By mid afternoon, NZX-50 index was off by 1.9 per cent at 10,565 but other markets around the region fared worse in wake of the yuan's depreciation, the worsening state of Sino-US relations and rising concerns over civil unrest in Hong Kong.

In Australia, the ASX-200 index was down by 2.4 per cent and Japan's Nikkei 225 was down 2.9 per cent.

In Hong Kong, MSCI Hong Kong Index fell by 3 per cent, heading for a 10th straight decline, a day after a general strike led to traffic chaos, violence, tear gas and flight cancellations.


Matt Goodson, managing director at Salt Funds Management, said a weaker Chinese yuan would make New Zealand and Australia's exports more expensive in China.

He added the situation in Hong Kong was "extremely volatile" and that it was an additional concern for world financial markets.

Up until recently, the local share market had been on a record-breaking run higher.

While the market New Zealand market had softened, Goodson said local stocks were still trading at extremely high earnings multiples.

"That's largely a function of ultra low bond yields and certainly not a reflection of future earnings growth," he said.

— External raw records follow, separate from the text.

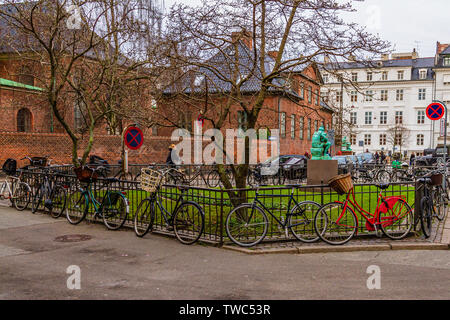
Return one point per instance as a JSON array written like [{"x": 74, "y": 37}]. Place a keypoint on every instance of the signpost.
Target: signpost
[
  {"x": 436, "y": 111},
  {"x": 133, "y": 138}
]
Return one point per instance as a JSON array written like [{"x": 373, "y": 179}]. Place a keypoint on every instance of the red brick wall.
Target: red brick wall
[{"x": 59, "y": 148}]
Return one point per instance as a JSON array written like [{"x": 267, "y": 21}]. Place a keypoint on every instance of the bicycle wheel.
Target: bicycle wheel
[
  {"x": 383, "y": 176},
  {"x": 125, "y": 176},
  {"x": 144, "y": 217},
  {"x": 22, "y": 196},
  {"x": 58, "y": 200},
  {"x": 189, "y": 223},
  {"x": 334, "y": 225},
  {"x": 77, "y": 207},
  {"x": 301, "y": 221},
  {"x": 246, "y": 225},
  {"x": 440, "y": 203},
  {"x": 426, "y": 218},
  {"x": 37, "y": 203},
  {"x": 213, "y": 179},
  {"x": 115, "y": 210},
  {"x": 397, "y": 222}
]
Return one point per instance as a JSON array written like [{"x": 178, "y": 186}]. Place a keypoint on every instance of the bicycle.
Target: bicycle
[
  {"x": 187, "y": 218},
  {"x": 432, "y": 203},
  {"x": 250, "y": 221},
  {"x": 111, "y": 206},
  {"x": 50, "y": 194},
  {"x": 12, "y": 188},
  {"x": 336, "y": 222},
  {"x": 370, "y": 175}
]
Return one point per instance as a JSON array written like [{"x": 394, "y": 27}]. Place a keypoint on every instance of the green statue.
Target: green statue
[
  {"x": 346, "y": 145},
  {"x": 320, "y": 145}
]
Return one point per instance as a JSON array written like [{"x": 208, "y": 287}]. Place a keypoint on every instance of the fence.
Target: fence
[{"x": 217, "y": 203}]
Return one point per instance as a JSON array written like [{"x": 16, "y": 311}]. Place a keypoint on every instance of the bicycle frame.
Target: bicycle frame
[
  {"x": 166, "y": 213},
  {"x": 6, "y": 186},
  {"x": 284, "y": 224},
  {"x": 371, "y": 218}
]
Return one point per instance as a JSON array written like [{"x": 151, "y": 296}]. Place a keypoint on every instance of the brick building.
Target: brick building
[{"x": 293, "y": 105}]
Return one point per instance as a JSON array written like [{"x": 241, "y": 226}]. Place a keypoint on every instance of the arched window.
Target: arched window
[
  {"x": 26, "y": 76},
  {"x": 24, "y": 120}
]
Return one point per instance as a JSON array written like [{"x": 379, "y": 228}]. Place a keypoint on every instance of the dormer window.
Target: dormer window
[
  {"x": 447, "y": 61},
  {"x": 423, "y": 74}
]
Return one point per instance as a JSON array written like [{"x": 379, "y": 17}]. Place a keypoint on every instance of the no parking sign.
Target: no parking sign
[{"x": 134, "y": 138}]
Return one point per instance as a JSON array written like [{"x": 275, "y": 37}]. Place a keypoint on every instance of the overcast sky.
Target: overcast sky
[{"x": 407, "y": 24}]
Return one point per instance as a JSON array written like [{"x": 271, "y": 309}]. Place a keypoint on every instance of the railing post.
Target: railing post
[{"x": 221, "y": 218}]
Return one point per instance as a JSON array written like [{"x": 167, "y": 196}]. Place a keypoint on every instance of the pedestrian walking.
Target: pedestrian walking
[{"x": 411, "y": 160}]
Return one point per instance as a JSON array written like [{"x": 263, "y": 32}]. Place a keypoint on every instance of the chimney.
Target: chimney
[
  {"x": 245, "y": 36},
  {"x": 273, "y": 54},
  {"x": 441, "y": 47}
]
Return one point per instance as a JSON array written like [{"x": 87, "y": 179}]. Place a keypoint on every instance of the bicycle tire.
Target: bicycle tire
[
  {"x": 25, "y": 191},
  {"x": 426, "y": 217},
  {"x": 252, "y": 239},
  {"x": 213, "y": 179},
  {"x": 58, "y": 199},
  {"x": 189, "y": 228},
  {"x": 77, "y": 207},
  {"x": 114, "y": 218},
  {"x": 307, "y": 233},
  {"x": 440, "y": 202},
  {"x": 141, "y": 227},
  {"x": 37, "y": 199},
  {"x": 322, "y": 221},
  {"x": 390, "y": 227}
]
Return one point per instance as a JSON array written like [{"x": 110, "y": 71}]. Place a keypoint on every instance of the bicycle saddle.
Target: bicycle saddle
[
  {"x": 383, "y": 186},
  {"x": 424, "y": 180}
]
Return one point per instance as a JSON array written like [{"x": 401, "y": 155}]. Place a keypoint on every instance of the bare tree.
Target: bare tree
[
  {"x": 85, "y": 57},
  {"x": 283, "y": 36}
]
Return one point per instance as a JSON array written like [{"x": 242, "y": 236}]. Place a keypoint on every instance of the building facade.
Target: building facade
[{"x": 385, "y": 101}]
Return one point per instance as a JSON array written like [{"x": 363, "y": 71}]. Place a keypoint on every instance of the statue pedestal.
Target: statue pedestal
[{"x": 321, "y": 171}]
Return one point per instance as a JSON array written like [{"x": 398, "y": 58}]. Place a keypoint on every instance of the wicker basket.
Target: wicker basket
[
  {"x": 342, "y": 184},
  {"x": 436, "y": 179},
  {"x": 150, "y": 179},
  {"x": 86, "y": 174}
]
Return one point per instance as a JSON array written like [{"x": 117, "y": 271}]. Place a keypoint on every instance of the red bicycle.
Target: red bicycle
[{"x": 336, "y": 223}]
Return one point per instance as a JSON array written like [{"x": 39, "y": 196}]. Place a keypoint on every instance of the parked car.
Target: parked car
[
  {"x": 290, "y": 167},
  {"x": 432, "y": 156}
]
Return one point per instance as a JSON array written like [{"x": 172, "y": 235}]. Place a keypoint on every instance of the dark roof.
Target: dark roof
[
  {"x": 222, "y": 64},
  {"x": 415, "y": 64},
  {"x": 446, "y": 51}
]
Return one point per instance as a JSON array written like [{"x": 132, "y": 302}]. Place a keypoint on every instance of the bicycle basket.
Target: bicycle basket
[
  {"x": 10, "y": 167},
  {"x": 436, "y": 179},
  {"x": 86, "y": 174},
  {"x": 150, "y": 179},
  {"x": 39, "y": 161},
  {"x": 342, "y": 184}
]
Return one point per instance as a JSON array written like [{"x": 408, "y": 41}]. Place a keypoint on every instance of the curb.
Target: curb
[{"x": 348, "y": 248}]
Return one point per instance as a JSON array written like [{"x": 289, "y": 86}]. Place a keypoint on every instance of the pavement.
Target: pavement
[{"x": 118, "y": 265}]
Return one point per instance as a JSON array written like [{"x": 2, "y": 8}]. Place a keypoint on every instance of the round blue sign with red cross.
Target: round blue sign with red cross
[
  {"x": 435, "y": 111},
  {"x": 134, "y": 138}
]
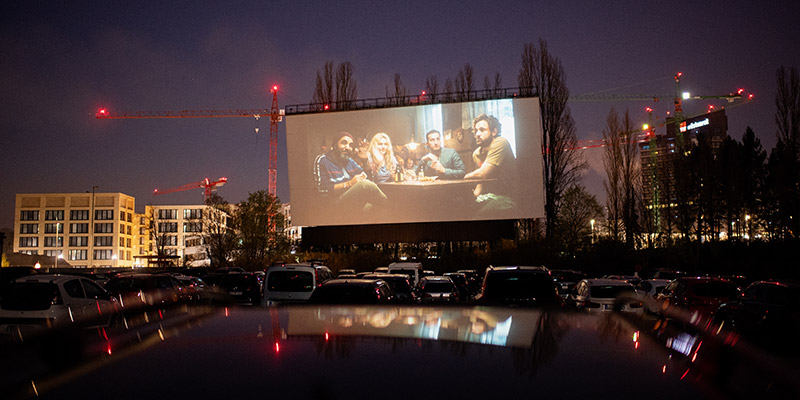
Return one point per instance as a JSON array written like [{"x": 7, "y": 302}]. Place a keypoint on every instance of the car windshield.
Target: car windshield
[
  {"x": 609, "y": 291},
  {"x": 30, "y": 296},
  {"x": 344, "y": 294},
  {"x": 715, "y": 289},
  {"x": 519, "y": 285},
  {"x": 290, "y": 281}
]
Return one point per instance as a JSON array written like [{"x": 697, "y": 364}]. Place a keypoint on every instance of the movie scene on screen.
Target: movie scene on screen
[{"x": 466, "y": 161}]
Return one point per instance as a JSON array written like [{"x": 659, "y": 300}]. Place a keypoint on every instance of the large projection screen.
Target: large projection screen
[{"x": 381, "y": 166}]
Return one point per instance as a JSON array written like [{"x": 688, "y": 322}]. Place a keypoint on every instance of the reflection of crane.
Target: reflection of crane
[
  {"x": 206, "y": 184},
  {"x": 275, "y": 116}
]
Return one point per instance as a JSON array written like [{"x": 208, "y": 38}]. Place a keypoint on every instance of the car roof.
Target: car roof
[{"x": 607, "y": 282}]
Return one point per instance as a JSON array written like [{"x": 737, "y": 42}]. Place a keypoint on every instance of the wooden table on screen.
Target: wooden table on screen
[{"x": 432, "y": 200}]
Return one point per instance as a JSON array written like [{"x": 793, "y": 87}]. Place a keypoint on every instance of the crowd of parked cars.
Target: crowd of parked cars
[{"x": 757, "y": 310}]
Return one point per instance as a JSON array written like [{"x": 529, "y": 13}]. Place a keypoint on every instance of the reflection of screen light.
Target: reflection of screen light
[{"x": 683, "y": 343}]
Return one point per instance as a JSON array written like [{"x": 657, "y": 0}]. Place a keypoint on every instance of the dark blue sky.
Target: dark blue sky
[{"x": 60, "y": 62}]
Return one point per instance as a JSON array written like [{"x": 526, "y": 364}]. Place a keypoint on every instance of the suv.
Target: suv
[
  {"x": 353, "y": 291},
  {"x": 48, "y": 300},
  {"x": 519, "y": 286},
  {"x": 294, "y": 282}
]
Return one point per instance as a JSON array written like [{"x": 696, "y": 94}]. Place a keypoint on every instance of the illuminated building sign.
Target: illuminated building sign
[{"x": 693, "y": 125}]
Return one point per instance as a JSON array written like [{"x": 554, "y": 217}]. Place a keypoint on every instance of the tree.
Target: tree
[
  {"x": 544, "y": 75},
  {"x": 219, "y": 237},
  {"x": 578, "y": 209},
  {"x": 339, "y": 90},
  {"x": 432, "y": 87},
  {"x": 346, "y": 92},
  {"x": 260, "y": 224}
]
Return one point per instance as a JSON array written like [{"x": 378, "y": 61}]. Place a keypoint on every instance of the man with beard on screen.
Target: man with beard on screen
[
  {"x": 495, "y": 160},
  {"x": 341, "y": 179}
]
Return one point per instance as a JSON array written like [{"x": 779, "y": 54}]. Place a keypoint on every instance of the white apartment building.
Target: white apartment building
[
  {"x": 181, "y": 230},
  {"x": 83, "y": 229}
]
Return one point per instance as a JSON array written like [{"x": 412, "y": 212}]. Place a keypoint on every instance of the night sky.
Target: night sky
[{"x": 60, "y": 61}]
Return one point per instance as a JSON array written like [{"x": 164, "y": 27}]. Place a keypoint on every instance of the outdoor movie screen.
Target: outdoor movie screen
[{"x": 468, "y": 161}]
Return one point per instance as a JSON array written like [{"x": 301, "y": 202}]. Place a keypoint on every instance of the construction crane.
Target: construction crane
[
  {"x": 275, "y": 115},
  {"x": 206, "y": 184},
  {"x": 648, "y": 132}
]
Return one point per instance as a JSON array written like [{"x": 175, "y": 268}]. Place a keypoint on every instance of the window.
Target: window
[
  {"x": 168, "y": 214},
  {"x": 168, "y": 227},
  {"x": 104, "y": 215},
  {"x": 54, "y": 215},
  {"x": 79, "y": 228},
  {"x": 103, "y": 254},
  {"x": 170, "y": 240},
  {"x": 78, "y": 241},
  {"x": 192, "y": 227},
  {"x": 193, "y": 242},
  {"x": 29, "y": 215},
  {"x": 105, "y": 241},
  {"x": 53, "y": 241},
  {"x": 54, "y": 228},
  {"x": 104, "y": 228},
  {"x": 79, "y": 215},
  {"x": 195, "y": 213},
  {"x": 29, "y": 228}
]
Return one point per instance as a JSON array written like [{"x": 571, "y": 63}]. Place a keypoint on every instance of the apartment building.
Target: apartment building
[
  {"x": 83, "y": 229},
  {"x": 179, "y": 231}
]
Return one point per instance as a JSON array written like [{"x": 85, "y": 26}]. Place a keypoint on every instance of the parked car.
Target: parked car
[
  {"x": 602, "y": 294},
  {"x": 399, "y": 284},
  {"x": 52, "y": 300},
  {"x": 353, "y": 291},
  {"x": 766, "y": 312},
  {"x": 519, "y": 286},
  {"x": 566, "y": 279},
  {"x": 698, "y": 294},
  {"x": 438, "y": 289},
  {"x": 242, "y": 287},
  {"x": 462, "y": 284},
  {"x": 135, "y": 290},
  {"x": 294, "y": 282},
  {"x": 412, "y": 269}
]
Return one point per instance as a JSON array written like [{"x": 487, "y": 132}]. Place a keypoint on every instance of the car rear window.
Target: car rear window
[
  {"x": 438, "y": 287},
  {"x": 520, "y": 285},
  {"x": 290, "y": 281},
  {"x": 30, "y": 296},
  {"x": 715, "y": 289},
  {"x": 609, "y": 291}
]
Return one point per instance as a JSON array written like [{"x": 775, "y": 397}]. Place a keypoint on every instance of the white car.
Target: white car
[
  {"x": 46, "y": 301},
  {"x": 600, "y": 295}
]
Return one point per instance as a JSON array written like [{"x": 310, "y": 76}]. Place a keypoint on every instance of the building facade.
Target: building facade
[
  {"x": 83, "y": 229},
  {"x": 180, "y": 232}
]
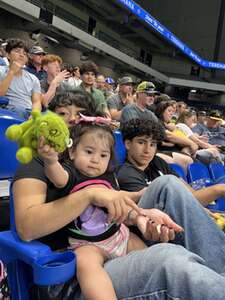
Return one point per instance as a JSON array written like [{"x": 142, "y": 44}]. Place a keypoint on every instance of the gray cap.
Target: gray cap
[
  {"x": 36, "y": 50},
  {"x": 125, "y": 80}
]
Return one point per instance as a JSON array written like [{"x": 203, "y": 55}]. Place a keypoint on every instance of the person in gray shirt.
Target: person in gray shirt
[
  {"x": 138, "y": 110},
  {"x": 18, "y": 85}
]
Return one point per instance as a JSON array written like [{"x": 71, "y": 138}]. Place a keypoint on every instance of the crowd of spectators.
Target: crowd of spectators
[{"x": 32, "y": 79}]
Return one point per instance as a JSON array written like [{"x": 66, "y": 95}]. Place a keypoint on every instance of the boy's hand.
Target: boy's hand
[
  {"x": 15, "y": 67},
  {"x": 118, "y": 203},
  {"x": 48, "y": 153},
  {"x": 156, "y": 225}
]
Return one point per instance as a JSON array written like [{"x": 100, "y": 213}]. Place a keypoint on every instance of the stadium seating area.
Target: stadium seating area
[{"x": 35, "y": 262}]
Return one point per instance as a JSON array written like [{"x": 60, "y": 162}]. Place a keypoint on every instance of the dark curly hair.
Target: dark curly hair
[
  {"x": 78, "y": 98},
  {"x": 16, "y": 43},
  {"x": 160, "y": 109},
  {"x": 89, "y": 66},
  {"x": 138, "y": 127}
]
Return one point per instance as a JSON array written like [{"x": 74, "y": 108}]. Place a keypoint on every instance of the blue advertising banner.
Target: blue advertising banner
[{"x": 168, "y": 35}]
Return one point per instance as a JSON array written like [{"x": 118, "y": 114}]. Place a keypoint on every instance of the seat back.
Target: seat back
[
  {"x": 196, "y": 171},
  {"x": 120, "y": 149},
  {"x": 216, "y": 170},
  {"x": 179, "y": 170},
  {"x": 8, "y": 162}
]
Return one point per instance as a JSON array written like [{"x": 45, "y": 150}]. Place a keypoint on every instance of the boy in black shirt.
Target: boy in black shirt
[{"x": 142, "y": 165}]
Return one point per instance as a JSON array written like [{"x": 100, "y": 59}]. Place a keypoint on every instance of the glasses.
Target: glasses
[{"x": 19, "y": 51}]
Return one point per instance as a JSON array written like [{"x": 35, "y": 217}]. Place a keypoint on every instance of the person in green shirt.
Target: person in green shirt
[{"x": 89, "y": 71}]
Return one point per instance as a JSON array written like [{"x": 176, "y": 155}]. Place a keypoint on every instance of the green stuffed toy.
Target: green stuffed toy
[{"x": 49, "y": 125}]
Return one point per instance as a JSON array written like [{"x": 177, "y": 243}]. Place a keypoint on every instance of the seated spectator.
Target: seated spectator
[
  {"x": 52, "y": 84},
  {"x": 36, "y": 54},
  {"x": 138, "y": 110},
  {"x": 158, "y": 99},
  {"x": 19, "y": 86},
  {"x": 119, "y": 100},
  {"x": 201, "y": 117},
  {"x": 184, "y": 124},
  {"x": 143, "y": 165},
  {"x": 181, "y": 107},
  {"x": 74, "y": 80},
  {"x": 109, "y": 87},
  {"x": 170, "y": 149},
  {"x": 69, "y": 105},
  {"x": 173, "y": 140},
  {"x": 3, "y": 56},
  {"x": 163, "y": 270},
  {"x": 89, "y": 71},
  {"x": 100, "y": 82}
]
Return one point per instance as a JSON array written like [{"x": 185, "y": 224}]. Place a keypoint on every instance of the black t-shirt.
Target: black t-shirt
[
  {"x": 75, "y": 177},
  {"x": 35, "y": 169},
  {"x": 133, "y": 179}
]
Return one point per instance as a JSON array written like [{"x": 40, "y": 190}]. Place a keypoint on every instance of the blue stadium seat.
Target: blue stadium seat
[
  {"x": 197, "y": 171},
  {"x": 120, "y": 149},
  {"x": 216, "y": 170},
  {"x": 31, "y": 263},
  {"x": 3, "y": 101},
  {"x": 199, "y": 177},
  {"x": 179, "y": 170}
]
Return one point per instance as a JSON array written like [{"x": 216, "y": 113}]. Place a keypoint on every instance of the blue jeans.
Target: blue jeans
[{"x": 169, "y": 271}]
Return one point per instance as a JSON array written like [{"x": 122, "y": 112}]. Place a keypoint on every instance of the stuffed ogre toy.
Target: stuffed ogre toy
[{"x": 48, "y": 124}]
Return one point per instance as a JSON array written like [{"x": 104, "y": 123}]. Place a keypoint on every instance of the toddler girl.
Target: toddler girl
[{"x": 95, "y": 237}]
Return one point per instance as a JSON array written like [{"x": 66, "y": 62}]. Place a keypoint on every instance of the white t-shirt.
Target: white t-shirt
[
  {"x": 185, "y": 129},
  {"x": 20, "y": 89}
]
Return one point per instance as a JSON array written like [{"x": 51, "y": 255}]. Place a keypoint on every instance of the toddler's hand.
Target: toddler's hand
[{"x": 47, "y": 152}]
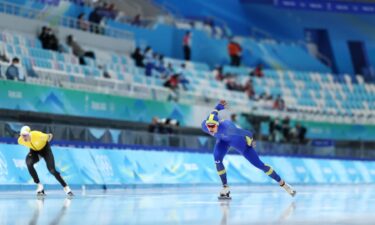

The local share market's declines were led by a sharp decline in market heavyweight A2 Milk, and other "growth" stocks, but the broader market was mostly steady.

Overnight, rising world trade tensions drove the US sharemarket to its biggest one-day drop so far this year, the Dow Jones Industrial Average falling by 767 points to 25,717.74.

Mark Lister, head of private wealth research at Craigs Investment Partners, said the high yielding defensive stocks, such as telco Spark and power generator Meridian held up well.


"We are holding up better than those offshore markets because of the defensive nature of our market," Lister said.

"The growth and cyclical end of town is where it is being felt," he said.

In the "growth" category, cinema software company Vista Group and infrastructure provider Gentrack were singled out for selling, but by midafternoon were trading off their lows.

In the "cyclical" camp - Fletcher Building was trading 14 cents, or 3 per cent, lower at $4.71.